Yeon, an animation director making his live-action debut here, handles the CGI of the zombie hordes with grounded restraint and amazing fluidity, one-upping similar but overblown effects used in WWZ. The music, too, hums ominously in what I believe to be a salute to Romero’s understated music in his first three (and much superior) Dead movies. Another brilliant factor played here is the palpable sense of plausibility that echoes throughout the film – one will believe such behavior by the uninfected would most definitely apply in real-world physics.

For a zombie film, the characters here are very well written and behave plausibly. They’re not saints and some of them are sinners, but by God they will survive, either by fighting the horde head-on, or (in the case of some pissants) throwing them in harm’s way. Seok-Woo, the dad as portrayed by Gong is not a perfect father by any means, in fact he can be described as a weak man; but he gradually learns to man the hell up and rise to the occasion to save his little girl, both by his own desperation and from advice by a big guy named Sang-hwa (Ma Dong-seok, cool cat here) who is travelling with his pregnant wife. The film does get genuinely emotional at times, especially with its poignancy and in scenes involving child actress Kim Su-An, who remarkably does not overstay her welcome as most kid actors would.
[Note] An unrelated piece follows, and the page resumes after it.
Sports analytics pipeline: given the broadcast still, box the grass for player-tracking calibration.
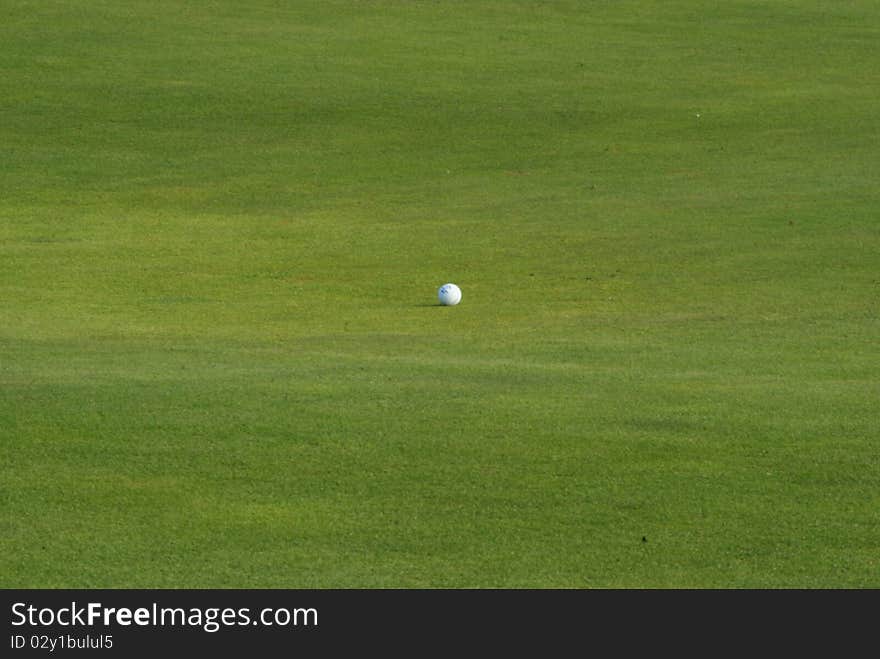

To round off the Irwin Allen ensemble, the other characters include a bunch of lovey-dovey high school students, a snappy pair of elderly sisters, and a nasty bureaucrat played by Kim Eui-sung who may very well end up as one of the year’s most hated film villains, solely based on how cruel and selfish he is. Hollywood would have sugarcoated the violence and asks reasonably for certain pissants to be “understood”. I believe in karma in the movies, especially when selfish bastards get their just desserts, and this film succeeded in spinning the karma wheel.

The film’s success has rumors of greenlit sequel underway, and there’s an animated prequel called Seoul Station, also written and directed by Yeon, that’s due for a Western release. Though unlikely, if Yeon returns in a major capacity, I’d like more of these in the future.